Three hold downs cut from the bar and machined
First flange turned. Used a 3/4" tool to flange curves in both directions.
To machine the hold down tool, I am using a kit from Jimmy Hervatin (Kustoms by Jimmy) shown on the right. The finished hold down tool, shown on the left, is made by TIG welding the curved fingers from the kit to the base of the tool that you machine from 1" square stock.
I ran a test flange with the .500" tool that I machined and am very happy with the result. I can't tell the difference in the flanges formed with the factory tooling I have and the fabricated tooling made with the kit.
Just as an aside; cutting the 60 degree tapers on the spotting screws is a quick and easy job on my lathe. I use a Monarch 10 EE and there is a trick that some Monarch users may not know. If you place both the saddle feed drive and crossfeed drive levers down with the forward/reverse lever in neutral you can hand feed the drive and the lathe will cut a perfect 60 degree taper by driving the saddle and crossfeed at the same time.
The original plan was to drill and countersink the holes in the drill press. However, the throat of my drill press wasn't deep enough to cut the holes, so I had to clean everything off my mill and mount the table on the mill where the holes were drill and the 82 degree countersinks were accomplished. I drilled based on the spotting punch marks on the back side first...then turned the table over and countersunk the holes.
After the base of the hold down is machined, the next step is to cut the receiver in the hold down for the curved finger shown on the left photo. The base and the finger is set in the welding jig provided in the kit. After the fingers are TIG welded and the welds ground flat, the tool is ready to use. The kit contains all the different size fingers that can be used with the flanger and can be customized to accommodate any radius bend that is required.
A quick discussion on materials used. The original hold down tools and some reproductions were made with very high carbon tool steel alloys such as S7. Many of the original tools have been repaired due to the brittle nature of the alloys used and the hardening level they were taken too. I made my tools out of 1018 mild steel and had them case hardened using the carbon nitrate process to make them wear resistant but keep them from being brittle. The bolt, however, was made from a hard alloy and heat treated to the standard for fasteners of this size.

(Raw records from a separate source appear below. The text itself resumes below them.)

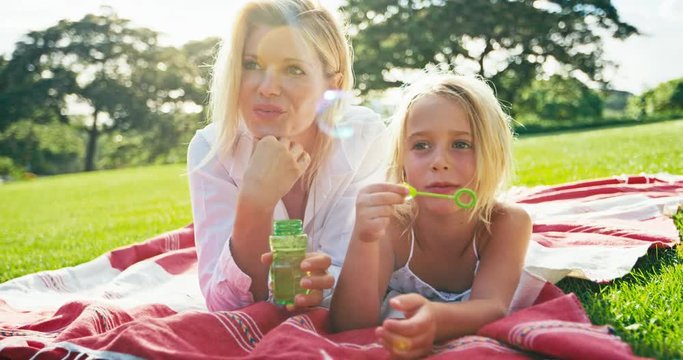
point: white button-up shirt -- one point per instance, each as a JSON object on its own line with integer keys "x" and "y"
{"x": 353, "y": 162}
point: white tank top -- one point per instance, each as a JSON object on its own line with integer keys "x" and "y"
{"x": 404, "y": 281}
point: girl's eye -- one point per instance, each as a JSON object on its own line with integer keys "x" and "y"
{"x": 420, "y": 145}
{"x": 294, "y": 70}
{"x": 460, "y": 144}
{"x": 250, "y": 65}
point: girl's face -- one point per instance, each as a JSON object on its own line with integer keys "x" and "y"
{"x": 438, "y": 151}
{"x": 282, "y": 82}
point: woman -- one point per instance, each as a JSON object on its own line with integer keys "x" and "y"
{"x": 265, "y": 156}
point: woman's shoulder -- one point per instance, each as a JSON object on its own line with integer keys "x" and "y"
{"x": 207, "y": 135}
{"x": 201, "y": 144}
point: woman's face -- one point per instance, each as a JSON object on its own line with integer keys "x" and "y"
{"x": 438, "y": 151}
{"x": 283, "y": 81}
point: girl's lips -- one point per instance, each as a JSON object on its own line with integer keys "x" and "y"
{"x": 442, "y": 189}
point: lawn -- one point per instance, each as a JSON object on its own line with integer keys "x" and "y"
{"x": 60, "y": 221}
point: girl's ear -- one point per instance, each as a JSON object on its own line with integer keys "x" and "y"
{"x": 335, "y": 81}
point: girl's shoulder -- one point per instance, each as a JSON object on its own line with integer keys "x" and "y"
{"x": 400, "y": 235}
{"x": 508, "y": 214}
{"x": 509, "y": 220}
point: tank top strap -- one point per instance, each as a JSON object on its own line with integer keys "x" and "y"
{"x": 412, "y": 245}
{"x": 474, "y": 247}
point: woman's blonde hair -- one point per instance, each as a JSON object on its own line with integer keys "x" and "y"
{"x": 321, "y": 31}
{"x": 491, "y": 133}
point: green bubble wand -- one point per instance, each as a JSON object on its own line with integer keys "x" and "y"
{"x": 412, "y": 191}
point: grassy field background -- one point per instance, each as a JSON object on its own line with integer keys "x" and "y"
{"x": 65, "y": 220}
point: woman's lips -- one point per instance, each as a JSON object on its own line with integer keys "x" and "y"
{"x": 268, "y": 112}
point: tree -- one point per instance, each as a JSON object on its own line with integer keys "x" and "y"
{"x": 128, "y": 81}
{"x": 504, "y": 40}
{"x": 559, "y": 99}
{"x": 666, "y": 99}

Installed new break head, reassembled and adjusted the flanger.
Installed in the shop and ready for test.
The new table was laser cut from 3/8" steel by Jimmy Hervatin of Kustoms by Jimmy. The mounting holes to fasten the table to the flanger frame, however, need to be drilled and countersunk to match the flanger base mounts. To accomplish this I machined some spotting screws. I used 3/8" bolts with the heads cut off to allow mounting the bolts in the collet chuck in the lathe. I then machined a 60 degree taper on the threaded end of the bolt that will mark the spot much like a center punch, machined flats on 2 sides of the taper and cut the screws to length. I then placed the screws in the mounting holes and placed the table on the flanger. A quick tap with a soft mallet and the holes were marked.
I machined a bar of 1" square stock so that I can just salami slice the hold downs and finish machining each as I make them for the different size flanges.
Three different size tools I made from the kit after being carbon nitrate hardened to improve their wear resistance.
Starting to machine some tooling for the flanger. First break tool being formed.
A new table for the flanger
Picking up the flanger at Dan Pate's shop.
The hold down bolt that came with my flanger was bent and stripped so I machined a new one out of 4340 steel and had it heat treated to harden it.